Postoperative wound complications after excisional surgery for primary breast cancer can result in patients requiring additional treatments and delay adjuvant therapy and are associated with worse prognoses.We investigated factors that might predispose patients to wound complications. A number of patient characteristics have been associated with wound complications, but there is currently no quantitative measure of the risk of their occurrence. Our hypothesis was that wound complications are related, in part, to the immune status of patients. We recruited patients undergoing surgery for primary breast cancer and determined their circulating levels of various immune cells shortly before and after surgery as a measure of immune status. One hundred seventeen patients were recruited; 16 (13.7%) developed wound complications. The following patient and tumor characteristics were associated with higher wound complication rates: diabetes (P = 0.02); larger tumors (T2/3 vs T1; P = 0.02); metastatic axillary nodes (P = 0.006).
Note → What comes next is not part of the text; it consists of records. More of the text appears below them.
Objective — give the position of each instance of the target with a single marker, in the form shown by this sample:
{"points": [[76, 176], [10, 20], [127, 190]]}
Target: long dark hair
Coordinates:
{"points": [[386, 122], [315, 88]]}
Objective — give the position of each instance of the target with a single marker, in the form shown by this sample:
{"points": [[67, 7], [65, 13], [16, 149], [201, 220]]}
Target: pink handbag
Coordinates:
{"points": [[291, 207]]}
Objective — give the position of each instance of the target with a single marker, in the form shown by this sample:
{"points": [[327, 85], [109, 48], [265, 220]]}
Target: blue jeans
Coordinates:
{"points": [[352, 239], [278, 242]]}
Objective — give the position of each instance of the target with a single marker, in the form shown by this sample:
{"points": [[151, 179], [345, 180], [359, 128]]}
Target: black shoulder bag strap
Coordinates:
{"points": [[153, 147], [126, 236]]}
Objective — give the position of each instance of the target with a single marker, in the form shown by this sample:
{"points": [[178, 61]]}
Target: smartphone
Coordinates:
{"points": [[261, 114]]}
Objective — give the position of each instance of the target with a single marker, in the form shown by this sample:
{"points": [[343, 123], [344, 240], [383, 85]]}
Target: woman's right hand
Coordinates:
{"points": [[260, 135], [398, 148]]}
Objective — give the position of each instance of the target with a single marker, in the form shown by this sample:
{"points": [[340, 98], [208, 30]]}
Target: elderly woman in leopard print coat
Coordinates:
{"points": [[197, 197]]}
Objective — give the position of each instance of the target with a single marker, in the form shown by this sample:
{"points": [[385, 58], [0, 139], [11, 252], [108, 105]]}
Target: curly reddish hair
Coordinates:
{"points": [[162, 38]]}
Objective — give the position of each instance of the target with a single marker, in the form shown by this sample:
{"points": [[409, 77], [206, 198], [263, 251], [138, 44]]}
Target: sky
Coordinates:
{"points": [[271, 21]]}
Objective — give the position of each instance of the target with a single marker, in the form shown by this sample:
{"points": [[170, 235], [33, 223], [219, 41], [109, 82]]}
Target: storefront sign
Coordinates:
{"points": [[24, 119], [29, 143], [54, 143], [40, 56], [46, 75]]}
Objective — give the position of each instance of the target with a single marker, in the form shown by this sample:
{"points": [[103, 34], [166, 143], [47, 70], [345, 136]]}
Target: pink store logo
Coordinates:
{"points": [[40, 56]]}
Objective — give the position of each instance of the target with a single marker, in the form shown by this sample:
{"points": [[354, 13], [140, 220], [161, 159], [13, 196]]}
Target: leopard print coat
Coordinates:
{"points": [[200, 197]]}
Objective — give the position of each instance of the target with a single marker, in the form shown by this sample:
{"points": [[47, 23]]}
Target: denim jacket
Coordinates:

With respect to immune status, no significant differences in preoperative levels of circulating immune cells were detected between patients who developed wound complications and those who did not. However, patients who developed complications showed greater reductions in lymphocyte levels 4 hours postoperatively than those who did not (P <0.001). Multivariate analyses demonstrated that falls in lymphocyte levels of greater than 20% or 50% 4 hours postoperatively acted as a significant and independent predictor of wound complications (P < 0.005 and P < 0.0001,respectively). Perioperative changes in lymphocyte levels could provide a practical predictive marker for wound complications on which selective antibiotic prophylaxis could be based.